I’m eager to share with you. Here you’ll find material that I couldn’t put in the book, because it made my book too long and -- my editors felt -- too academic. (To be frank, at first I didn’t agree with my editors, but later I saw how much better I can help you and others by putting the background research and references here, in digital form. I can add stuff as needed.)

If you have questions for me about the research behind Tiny Habits and other concepts in my book, please email me at bjfogg@stanford.edu

Because my reference page is online (and not printed in a book) this is a flexible, expanding resource for you and others. So tell me what more you need, and I’ll deliver.

For starters, please know these things:

Tiny Habits is not a summary of old research

Many books you’ll read about behavior, and human psychology more generally, are based on studies performed by other people. The process: Authors will read and read and read, and then they will summarize what already exists. At times these summaries are good and helpful. Other times, the rehashing of old research is not helpful, and perhaps even misleading.

Doing primary research in human psychology is difficult. In fact, it’s harder than doing research in the physical sciences. At least I think so. The methods we have for psychology research are limited. And the findings often do not replicate. I’ve worked with some of the best academics in the world. The conclusion tends to be this: It’s really hard to study humans!

Some of the findings, even in the best peer-reviewed journals, are not reliable guides for telling people how to become happier, healthier, less stressed and more. These articles are not intended to inform everyday people about how to change their behavior for the better. The researchers write them for a specific purpose and a specific audience, which doesn’t include the general public.

In writing for the general public, authors (who are not scientists) often make their claims and then back them with a scientific reference. As a result, the reader often believes the claim. Most readers think, “This is ‘science’ so it must be true, right?”

I’m here to say this assumption about research findings is a big problem.
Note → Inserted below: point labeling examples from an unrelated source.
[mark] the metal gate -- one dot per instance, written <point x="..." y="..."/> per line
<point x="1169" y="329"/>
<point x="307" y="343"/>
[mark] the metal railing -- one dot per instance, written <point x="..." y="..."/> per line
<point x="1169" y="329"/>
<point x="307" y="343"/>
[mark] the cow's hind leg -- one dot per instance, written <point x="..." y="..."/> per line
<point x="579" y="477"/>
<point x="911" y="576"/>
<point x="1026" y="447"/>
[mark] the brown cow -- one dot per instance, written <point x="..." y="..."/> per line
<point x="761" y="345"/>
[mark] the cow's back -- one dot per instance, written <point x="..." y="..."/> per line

Just because an author’s claim references a published paper doesn’t make the claim valid for your life.

Instead, readers should be skeptical. We should all be more discerning. Because our health, happiness – and our very lives – are at stake.

Too often book authors give advice about human behavior, back it with “science” by referencing an academic paper. Then they move on to their next claim, supporting that with a citation. And on it goes. The vast majority of those writers do not intend to mislead people, but it happens. Just think back on all the advice we got about nutrition over the last few decades.

At other times authors will read a bunch of academic papers describing research in lab settings and then generalize the lab findings to the real world. Again, in this way these authors can mislead you.

In Tiny Habits I take a radically different approach than what you’ve seen in most books about habits and human behavior. I’ll explain my research soon. But first, I want to explain the challenges of doing experiments to understand human psychology.

What you should know about scientific studies on human behavior . . .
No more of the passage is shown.